Kawasaki The revised dash...
The revised dash of the new ZX-6R was felt to be much easier to read at a glance by most of the testers, although the fancy numbering on the tach doesn't help. Mirrors offer one of the best rear views, and despite its low profile, the windscreen provides decent wind protection.
While last year's street portion of the 600 comparison was a very tight contest that required splitting gnat's hairs, this year's street competition was basically a runaway. The new ZX-6R dominated five categories on its way to a clear-cut victory (even though two testers picked a different machine if the decision had to be based on street performance alone). As with the track portion of the test, the Kawasaki's stupendous engine made short work of any task put before it, and some even preferred it over the seemingly more suitable Triumph triple. "It may not have the bottom-end of the Triumph or the CBR," said Kunitsugu, "but the ZX-6R's upper midrange punch more than makes up for it. Once it hits 8000 rpm, it's gone." Throttle response was crisp yet smooth, allowing you to get on the gas sooner and more aggressively for superior drives off the corners.
The Kawasaki scored top marks for overall handling, suspension action, and braking as well.
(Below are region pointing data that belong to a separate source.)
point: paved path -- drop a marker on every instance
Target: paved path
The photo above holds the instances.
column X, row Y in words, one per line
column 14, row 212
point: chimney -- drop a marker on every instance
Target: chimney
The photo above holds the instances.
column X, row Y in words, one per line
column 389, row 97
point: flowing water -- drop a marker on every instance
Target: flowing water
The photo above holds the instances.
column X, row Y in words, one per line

Despite weighing more than the Honda, the ZX-6R felt light on its feet, with an agile yet stable and planted chassis feel that inspired ever-higher corner speeds. Surely contributing to the superb steering traits are the OE fitment Bridgestone BT-016 tires, which combine superior grip and sure-footed handling with excellent feedback and a fairly compliant yet firm ride. As on the track, the Showa BPF and rear shock with high/low-speed compression damping adjustability performed beautifully, tackling bumps in any type of cornering situation without breaking a sweat, and the radial-mount/four-pad Nissin calipers provide superb stopping power. Even the slightly revised dash layout and mirrors garnered praise from our testers. What a difference a year can make.
The Kawasaki's Showa BPF (Big...
The Kawasaki's Showa BPF (Big Piston Fork) performs superbly, offering a sure-footed feel on the most aggressive corner entries that was previously only available with aftermarket products. Radial-mount/four-pad Nissin calipers and 300mm petal rotors provide outstanding braking power.
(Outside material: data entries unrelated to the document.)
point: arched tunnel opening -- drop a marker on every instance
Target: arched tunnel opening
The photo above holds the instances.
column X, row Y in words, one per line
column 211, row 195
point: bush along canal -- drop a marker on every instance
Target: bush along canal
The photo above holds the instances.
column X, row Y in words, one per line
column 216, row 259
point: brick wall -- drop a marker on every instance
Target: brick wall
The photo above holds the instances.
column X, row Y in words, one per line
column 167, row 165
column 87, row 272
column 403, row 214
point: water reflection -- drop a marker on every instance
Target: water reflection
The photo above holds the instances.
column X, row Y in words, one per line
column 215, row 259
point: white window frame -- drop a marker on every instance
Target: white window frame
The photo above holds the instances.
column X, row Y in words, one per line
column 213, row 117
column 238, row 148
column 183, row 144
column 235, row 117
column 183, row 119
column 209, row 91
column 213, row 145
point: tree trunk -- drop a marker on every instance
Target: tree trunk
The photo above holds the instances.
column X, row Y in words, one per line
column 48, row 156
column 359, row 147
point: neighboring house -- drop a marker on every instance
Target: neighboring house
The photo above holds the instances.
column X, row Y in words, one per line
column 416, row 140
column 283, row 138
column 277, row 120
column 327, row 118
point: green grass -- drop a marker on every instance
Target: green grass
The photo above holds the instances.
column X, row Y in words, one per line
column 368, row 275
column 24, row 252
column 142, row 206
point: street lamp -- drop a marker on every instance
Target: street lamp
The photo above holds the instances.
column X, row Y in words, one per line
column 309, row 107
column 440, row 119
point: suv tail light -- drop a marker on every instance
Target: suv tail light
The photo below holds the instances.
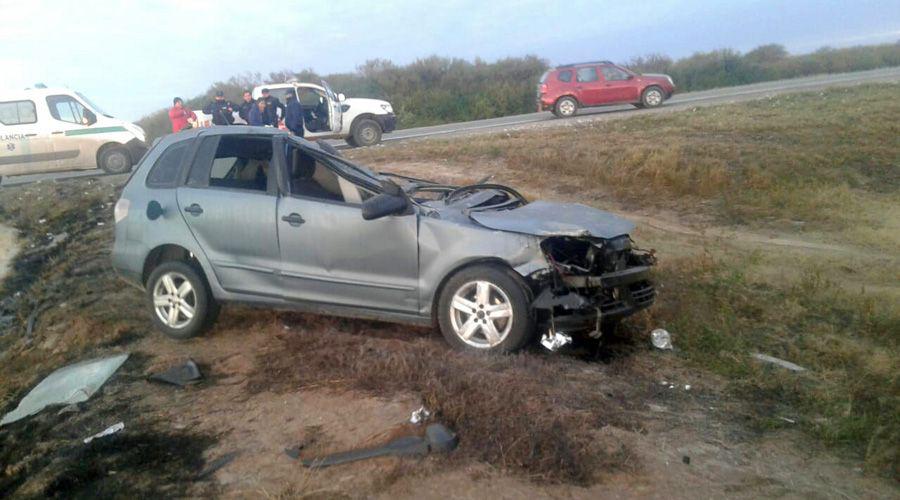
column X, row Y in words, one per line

With past middleweight comparison tests being close enough to require a microscope to pick a winner, it was somewhat refreshing to see a clear-cut winner emerge this time—especially in both street and track arenas. Kawasaki engineers were justifiably proud of the latest ZX-6R when we first rode it in Japan, and we knew even after riding it back then that the competition might be in trouble. To vault itself from back of the pack to top of the box in one short year is quite an accomplishment, even more so when you consider how competitive the middleweight class is. But the Kawasaki ZX-6R's performance is just that incredible, and truly deserves to be Sport Rider's top middleweight for 2009…until next year, that is.